Nas fronteiras do espaço e tempo somos copilidos a compreender o somos dentro do conceito inicial do somos e podemos sonhar em ser.

Nas fronteiras do pensamento somos cegos por ter o direto de questionas as verdades que nos faz viver,
Dentro de cada camada somos alienados pelas palavras jogadas numa caixa vazia o que compramos com um voto, 4 anos de desastre sera que não lembramos será que a pandemia foi insignificante. Sera que fome a febre de negacionismo foi seu lema, e a verdade te enterrou como as suas vítimas, tudo que dira não sou coveiro, impressa lixo...! Vai pedir para tua mãe vacina! Esta vacina vai transforma em jacare!

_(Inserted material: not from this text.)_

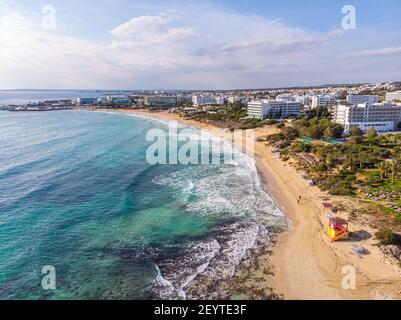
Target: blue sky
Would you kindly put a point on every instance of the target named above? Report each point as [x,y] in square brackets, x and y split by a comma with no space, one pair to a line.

Nas fronteiras do pensamento somos nomades. Seres animados numa caverna. Sendo horizonte resplandece.
Por que somos copilidos a sonhar.

Caminho como um observador político pelas fronteiras e frequências da adversidade. O clero político, valendo-se de eufemismos, transgrede a Constituição e abre barreiras para o avanço de deepfakes e fake news. Criam-se redes de falsos aliados para monetizar perfis e viralizá-los com vieses que entorpecem a mente, gerando um efeito devastador. É o arco vicioso dos comerciais e de suas mensagens fixas, onde aplicativos — que deveriam ser ferramentas para facilitar o acesso à informação — tornam-se vetores para correntes de sombras. A inovação cobra o seu custo na alienação, alimentada por sites de falsas interpretações, falsas análises e construções fraudulentas. Um exemplo disso são os relatórios de falsos avistamentos alienígenas, fabricados apenas para o ganho de visibilidade.
​Tudo faz parte de um plano maior. Enquanto a febre do futebol mundial consome os olhares, a sociedade foca sua atenção no movimento da pedra caindo no rio: todos olham e aplaudem a distração. Sob esse ritmo, a corrupção descarada opera aos olhos de todos, e o culpado continua candidato a presidente. Toda a narrativa real foi deslocada.
​Agora, o debate gira em torno de vacinas que falharam e de vidas que se foram. A dengue persiste; o DNA do mosquito transmissor foi modificado pela ciência para impedir a procriação, mas a natureza seguiu rumos diferentes. O fato de pessoas morrerem e de a ciência enfrentar percalços é imediatamente sequestrado, transformando-se em mais um viés para alimentar o negacionismo. Enquanto o positivismo e a geopolítica introspectiva da ciência caminham a passos lentos, a fábrica de informações e alienação trabalha a pleno vapor.
​O polimorfismo da política torna-se abrangente na repressão ao mais pobre, resultando na degradação da sociedade e em passos retroativos na história. Reformas trabalhistas fraudulentas e o engajamento político corrompido tornaram-se fragmentos de uma máquina de extorsão pública, transformando o cenário político em um caos.
​O perigo se estende às novas crônicas temporais: o ambiente declina sob o peso de um novo El Niño, trazendo enchentes, frio extremo e calor recorde. A falta de água pela escassez de chuvas dita a resenha dos apagões de energia. E quais são as preocupações do povo? Qual será o próximo jogo do Brasil? Quais jogadores vão a campo? Preocupam-se em enfeitar a rua e comprar bebidas.
​Em meio a tantos momentos insanos, a filosofia tem o foco de criticar, olhar para o todo e compreender o que acontece ao redor. Uma vez que se compreende a filosofia e a sociologia, aprende-se que o mundo não gira: ele capota. Ninguém espera que as coisas aconteçam por nada; há sempre uma causalidade operando nas frequências do tempo.

Nas fronteiras do conhecimento somos o caos caótico absoluto que predomina os alienígenas que somos nos diante os deuses místicos do feudalismo digital.

A segurança pública precisa proteger duas fronteiras: a rua contra o crime e o cidadão contra o abuso do poder.